4) <p> tags should not be preceded by a \n  (which may/may not be an artefact of the code the produced it:  {ol, [],lists:map(fun(S) -> {li,[], {p,[],S}} end,H)}, I'm not sure.

I recognise that my personal preferences may be quite different to those of other folk, so one style (no matter who's it is) will not please everyone.

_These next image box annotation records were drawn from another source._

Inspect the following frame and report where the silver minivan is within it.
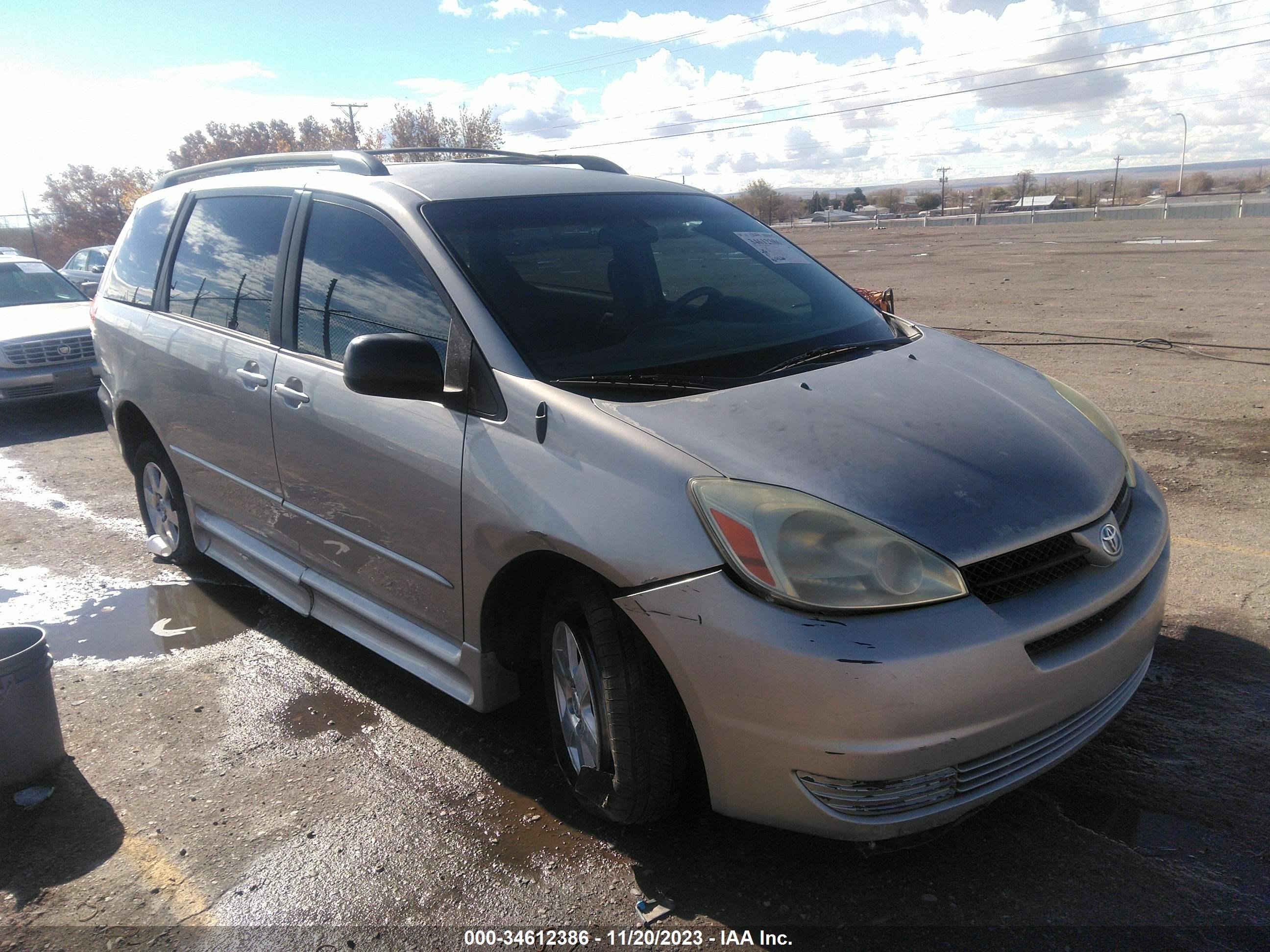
[94,152,1169,840]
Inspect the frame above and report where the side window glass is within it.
[168,195,291,340]
[296,201,450,363]
[100,195,180,307]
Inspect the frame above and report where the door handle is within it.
[273,381,309,404]
[235,367,269,390]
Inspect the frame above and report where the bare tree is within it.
[1013,169,1036,199]
[378,103,503,163]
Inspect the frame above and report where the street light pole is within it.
[1173,113,1186,198]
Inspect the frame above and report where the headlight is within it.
[688,477,967,611]
[1041,373,1138,486]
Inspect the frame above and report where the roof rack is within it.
[365,146,626,175]
[152,150,389,190]
[151,146,626,191]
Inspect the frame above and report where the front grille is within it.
[4,334,94,367]
[961,532,1090,604]
[795,655,1150,819]
[1024,589,1138,658]
[0,383,57,400]
[961,482,1133,605]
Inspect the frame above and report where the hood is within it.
[0,301,92,340]
[597,328,1124,565]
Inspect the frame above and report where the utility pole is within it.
[1173,113,1186,198]
[22,191,39,258]
[332,103,366,148]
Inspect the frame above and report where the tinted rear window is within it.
[168,195,291,340]
[101,195,180,307]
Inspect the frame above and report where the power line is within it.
[332,103,366,148]
[553,30,1270,151]
[559,18,1264,148]
[522,0,1250,135]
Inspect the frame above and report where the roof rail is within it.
[366,146,626,175]
[151,150,389,191]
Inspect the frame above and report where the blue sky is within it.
[0,0,1270,212]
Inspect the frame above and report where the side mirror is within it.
[344,334,446,400]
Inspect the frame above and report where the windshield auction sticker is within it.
[735,231,809,264]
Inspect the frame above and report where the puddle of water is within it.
[278,688,380,740]
[1120,238,1217,245]
[1050,791,1208,857]
[36,581,267,660]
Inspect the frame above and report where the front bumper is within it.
[616,471,1169,840]
[0,360,101,404]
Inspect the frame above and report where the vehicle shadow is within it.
[250,612,1270,934]
[0,394,105,447]
[0,758,123,909]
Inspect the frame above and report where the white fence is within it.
[772,195,1270,229]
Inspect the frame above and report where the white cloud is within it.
[485,0,543,20]
[569,10,767,47]
[154,60,277,84]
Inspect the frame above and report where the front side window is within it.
[423,194,902,380]
[0,262,85,309]
[168,195,291,340]
[100,194,180,307]
[296,199,451,364]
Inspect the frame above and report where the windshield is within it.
[423,194,895,380]
[0,262,85,307]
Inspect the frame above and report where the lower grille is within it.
[961,482,1133,605]
[4,334,94,367]
[1024,589,1138,658]
[795,655,1150,819]
[0,383,57,400]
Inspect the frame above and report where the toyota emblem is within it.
[1099,523,1124,557]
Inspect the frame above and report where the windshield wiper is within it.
[758,337,908,377]
[549,373,719,392]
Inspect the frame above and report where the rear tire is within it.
[541,571,688,824]
[132,439,202,565]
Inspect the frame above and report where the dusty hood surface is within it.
[0,301,90,340]
[597,330,1124,565]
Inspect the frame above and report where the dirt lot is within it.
[0,221,1270,950]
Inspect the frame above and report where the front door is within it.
[145,194,298,542]
[273,197,466,643]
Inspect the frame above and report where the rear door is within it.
[145,191,298,543]
[273,195,466,642]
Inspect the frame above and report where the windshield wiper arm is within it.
[758,337,908,377]
[549,373,719,392]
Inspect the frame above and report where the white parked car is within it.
[0,255,100,404]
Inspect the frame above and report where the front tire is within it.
[132,439,202,565]
[541,572,687,824]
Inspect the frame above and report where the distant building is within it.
[1010,195,1067,212]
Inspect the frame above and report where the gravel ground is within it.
[0,221,1270,950]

In an ideal world, each tag/set could be customised independently.  Maybe defaults would be in place but could be overridden by a set of style overrides?

{ehtml, [
{override, [hr], "\n<hr />\n"},
{override, [li], "    <li></li>\n"},
{override, [ul], "<ul>\n</ul>\n\n"},
{h4,[], "The headers passed to us were:"},
{ol, [],lists:map(fun(S) -> {li,[], {p,[],S}} end,H)},
{h4, [], "The request"},
{li,[], f("method: ~s", [Req#http_request.method])},
{li,[], f("path: ~p", [Req#http_request.path])},
{li,[], f("version: ~p", [Req#http_request.version])}
{h4, [], "Other items"},
{li,[], f("clisock from: ~p", [inet:peername(A#arg.clisock)])},
{li,[], f("docroot: ~s", [A#arg.docroot])},
{li,[], f("fullpath: ~s", [A#arg.fullpath])}
{h4, [], "Parsed query data"},
{pre,[], f("~p", [yaws_api:parse_query(A)])},
{h4,[], "Parsed POST data "},
{pre,[], f("~p", [yaws_api:parse_post(A)])}

In essence, for each start and/or end tag you would want to be able to specify:

0 or more [spaces | tabs | newlines] either [before | after] the tag.

Were such a system in place, I would be much more inclined to use it, and I'm sure others would to.  I could then get rid of my much less pleasing:

"<h1>" ++ integer_to_list(MyInfo) ++ "</h1>\n" ++
"<h2>Directories</h2>\n" ++
"<ul>\n<li>" ++ DirBlock ++ "</li>\n</ul>\n" ++
"<h2>Regular Files</h2>\n" ++
  "<ul>\n<li>" ++ RegBlock ++ "</li>\n</ul>\n"

which reads poorly in YAWS but looks great in a browser.